Kisah Para Sufi: Bayazid Bistami, Ketika Tuhan Didekati dengan Kepasrahan Total
- Image Creator Grok/Handoko
Jakarta, WISATA — Dalam sejarah panjang sufisme Islam, nama Bayazid Bistami atau Abu Yazid al-Busthami mencuat sebagai salah satu sufi besar yang berani menembus batas formalitas keagamaan demi mencapai kedalaman pengalaman spiritual. Sosoknya dikenal penuh paradoks, berani, namun juga penuh cinta. Ia menapaki jalan spiritual yang tidak mudah: jalan fana—meleburkan diri ke dalam kehendak Tuhan sepenuhnya.

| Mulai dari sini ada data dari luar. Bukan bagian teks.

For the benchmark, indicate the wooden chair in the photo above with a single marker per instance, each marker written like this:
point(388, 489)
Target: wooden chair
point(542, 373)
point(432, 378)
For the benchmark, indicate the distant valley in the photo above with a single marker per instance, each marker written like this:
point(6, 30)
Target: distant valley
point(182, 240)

Bayazid lahir di Bistam, wilayah Iran saat ini, sekitar tahun 804 M. Sejak kecil, ia sudah menunjukkan kecenderungan mendalam pada kehidupan spiritual. Ia tidak hanya belajar ilmu-ilmu agama, tetapi menempuh jalan tarekat, disiplin spiritual yang menuntut ketulusan, kesabaran, dan pengorbanan total terhadap ego diri.
Dalam banyak catatan sejarah, Bayazid dikenal sebagai sufi yang mengamalkan kepasrahan mutlak kepada Allah, sebuah maqam spiritual yang dalam dunia tasawuf disebut fana fi Allah—melebur dalam kehadiran Tuhan hingga tiada yang tersisa selain Dia.
Jalan Fana dan Ketidakterikatan Ego
Bayazid tidak hanya mengajarkan kepasrahan secara teori. Ia menjalaninya dengan penuh keberanian. Dalam salah satu ucapan terkenalnya, ia berkata:
“Aku adalah kebenaran (Ana al-Haqq).”
Ungkapan ini sempat mengguncang para ulama dan masyarakat. Namun, pernyataan tersebut bukanlah klaim ketuhanan, melainkan simbol bahwa diri (nafs) Bayazid telah hancur sepenuhnya, dan hanya kehendak Tuhan yang berbicara melalui dirinya.